In the 1940s, the British Columbia government wanted to develop the considerable resources of the sparsely populated northwest and north central areas of the province and to establish new population centres, without risking taxpayers' funds. In the 1920s, the provincial Water Rights Branch had carried out a far-reaching survey of the hydroelectric generating potential of the province. It was this survey that identified the possibilities offered by what is known today as the Nechako Watershed, a vast river and lake system draining 14,000 square kilometres of north central B.C., 600 kilometres north of Vancouver.

Alcan was invited by the B.C. government to investigate the establishment of an aluminum industry in the northwest. Alcan liked what it saw and began the huge Kitimat-Kemano project.

In its day, it was the largest privately-funded construction project ever undertaken in Canada. It cost $500 million in 1950 dollars - or more than $3.3 billion in today's currency.

The project included construction of several components including the Kenney Dam in the Nechako River Canyon, which reversed the river's eastward flow and created the Nechako Reservoir, plus:

• A mechanism for controlling reservoir water levels, commonly referred to as a spillway, at Skins Lake.
• A 16-kilometre tunnel, as wide as a two-lane highway, drilled and blasted through the coastal mountains to carry water to the twin penstocks of the Kemano powerhouse. Through these penstocks, the water plunges 800 metres nearly 16 times the height of Niagara Falls - to drive the generator turbines.
• A cathedral-shaped powerhouse, also drilled and blasted 427 metres inside the granite base of Mount DuBose, to house eight 112-megawatt generators.
• An 82-kilometre power transmission line from Kemano to Kitimat across some of the most rugged mountain territory in B.C., through the Kildala Pass, 1,500 metres above sea-level.
• Construction of a smelter and wharf at tidewater in the previously undeveloped Kitimat Valley.
• Creation of two townsites from wilderness territory in Kitimat and Kemano.

Prior to the Alcan development, non-native settlement in the region was sparse, consisting mainly of those pioneers who moved into the region in the early 1900s in the hope that a railroad terminus would be established at tidewater.

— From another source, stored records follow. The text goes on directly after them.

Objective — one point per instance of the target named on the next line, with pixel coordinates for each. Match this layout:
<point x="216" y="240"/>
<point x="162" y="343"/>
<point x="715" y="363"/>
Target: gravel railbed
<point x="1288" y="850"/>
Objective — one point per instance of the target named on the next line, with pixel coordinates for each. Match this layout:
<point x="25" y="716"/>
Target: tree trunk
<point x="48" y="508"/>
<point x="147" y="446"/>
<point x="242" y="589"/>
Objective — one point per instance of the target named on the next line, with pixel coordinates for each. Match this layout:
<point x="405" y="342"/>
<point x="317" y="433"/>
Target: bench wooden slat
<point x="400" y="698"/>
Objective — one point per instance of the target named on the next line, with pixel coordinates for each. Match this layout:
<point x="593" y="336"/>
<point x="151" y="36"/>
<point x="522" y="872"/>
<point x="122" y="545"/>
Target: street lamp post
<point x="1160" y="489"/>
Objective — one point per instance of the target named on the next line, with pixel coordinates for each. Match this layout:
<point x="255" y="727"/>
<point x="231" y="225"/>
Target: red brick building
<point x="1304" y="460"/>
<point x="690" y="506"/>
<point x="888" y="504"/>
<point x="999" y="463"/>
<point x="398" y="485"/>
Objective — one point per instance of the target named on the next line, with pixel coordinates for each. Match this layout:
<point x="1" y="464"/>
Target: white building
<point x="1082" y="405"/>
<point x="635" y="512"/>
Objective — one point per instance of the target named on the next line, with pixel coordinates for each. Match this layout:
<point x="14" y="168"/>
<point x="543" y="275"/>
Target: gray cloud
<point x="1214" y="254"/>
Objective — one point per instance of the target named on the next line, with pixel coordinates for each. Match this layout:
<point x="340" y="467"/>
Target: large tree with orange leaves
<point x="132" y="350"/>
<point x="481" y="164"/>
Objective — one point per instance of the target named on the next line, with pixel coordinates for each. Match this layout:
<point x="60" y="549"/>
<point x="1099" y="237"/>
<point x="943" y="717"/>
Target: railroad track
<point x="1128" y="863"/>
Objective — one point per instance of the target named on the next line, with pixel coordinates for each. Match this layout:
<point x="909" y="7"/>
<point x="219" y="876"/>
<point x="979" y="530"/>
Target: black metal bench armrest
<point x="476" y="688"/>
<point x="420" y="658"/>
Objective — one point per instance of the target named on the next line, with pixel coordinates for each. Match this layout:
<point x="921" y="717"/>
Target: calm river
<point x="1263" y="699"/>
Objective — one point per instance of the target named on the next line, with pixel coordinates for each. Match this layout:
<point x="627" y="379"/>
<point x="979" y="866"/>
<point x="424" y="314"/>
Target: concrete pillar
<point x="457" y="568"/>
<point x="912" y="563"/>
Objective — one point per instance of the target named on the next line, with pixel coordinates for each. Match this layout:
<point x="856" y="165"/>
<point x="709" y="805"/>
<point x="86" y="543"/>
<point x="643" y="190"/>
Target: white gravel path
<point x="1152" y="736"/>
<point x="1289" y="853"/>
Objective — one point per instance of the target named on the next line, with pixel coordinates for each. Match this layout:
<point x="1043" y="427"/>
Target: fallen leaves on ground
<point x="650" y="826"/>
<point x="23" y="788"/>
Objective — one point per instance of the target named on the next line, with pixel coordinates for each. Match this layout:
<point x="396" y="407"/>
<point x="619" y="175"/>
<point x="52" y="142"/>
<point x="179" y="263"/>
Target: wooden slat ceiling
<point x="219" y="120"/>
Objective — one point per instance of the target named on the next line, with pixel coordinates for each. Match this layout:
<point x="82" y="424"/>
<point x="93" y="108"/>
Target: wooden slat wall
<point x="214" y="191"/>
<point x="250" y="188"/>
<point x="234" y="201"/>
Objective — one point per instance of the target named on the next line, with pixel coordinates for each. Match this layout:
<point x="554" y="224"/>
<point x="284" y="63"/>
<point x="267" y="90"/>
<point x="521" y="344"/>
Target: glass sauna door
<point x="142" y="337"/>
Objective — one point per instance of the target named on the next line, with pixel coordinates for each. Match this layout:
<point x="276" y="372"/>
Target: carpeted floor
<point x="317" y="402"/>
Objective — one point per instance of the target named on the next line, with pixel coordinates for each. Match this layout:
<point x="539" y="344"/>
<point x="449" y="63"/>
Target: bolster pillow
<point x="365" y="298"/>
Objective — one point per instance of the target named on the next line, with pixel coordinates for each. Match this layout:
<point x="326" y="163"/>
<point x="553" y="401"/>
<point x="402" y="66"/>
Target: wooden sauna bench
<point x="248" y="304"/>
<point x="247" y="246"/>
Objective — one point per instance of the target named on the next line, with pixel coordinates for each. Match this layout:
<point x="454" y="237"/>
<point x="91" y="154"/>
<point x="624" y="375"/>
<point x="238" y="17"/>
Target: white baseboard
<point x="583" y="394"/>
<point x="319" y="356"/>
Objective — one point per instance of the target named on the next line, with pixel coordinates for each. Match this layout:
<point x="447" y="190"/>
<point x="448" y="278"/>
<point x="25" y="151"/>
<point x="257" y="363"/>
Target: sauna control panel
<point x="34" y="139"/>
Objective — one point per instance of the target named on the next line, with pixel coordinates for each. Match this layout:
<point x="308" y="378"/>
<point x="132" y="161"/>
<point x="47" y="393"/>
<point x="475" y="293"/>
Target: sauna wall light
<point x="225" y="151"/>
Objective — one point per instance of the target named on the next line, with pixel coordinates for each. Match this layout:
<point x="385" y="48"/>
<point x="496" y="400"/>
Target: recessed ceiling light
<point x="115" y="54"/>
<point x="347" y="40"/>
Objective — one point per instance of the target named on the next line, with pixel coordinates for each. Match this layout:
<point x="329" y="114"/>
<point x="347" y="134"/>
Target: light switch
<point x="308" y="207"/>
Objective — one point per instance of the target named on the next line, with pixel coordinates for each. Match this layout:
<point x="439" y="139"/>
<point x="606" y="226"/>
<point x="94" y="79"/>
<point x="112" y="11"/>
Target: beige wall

However, the Kitimat Valley had been inhabited by the people of the Haisla nation, a Kwakiutl Indian language-group, many years prior to Alcan's arrival.

Today Kitimat is also home to more recent industrial development: Eurocan's pulp and paper mill and Methanex Corporation's methanol plant and an ammonia plant operated by Methanex for Pacific Ammonia Inc., both of which have deep sea shipping terminals on the busy waterfront.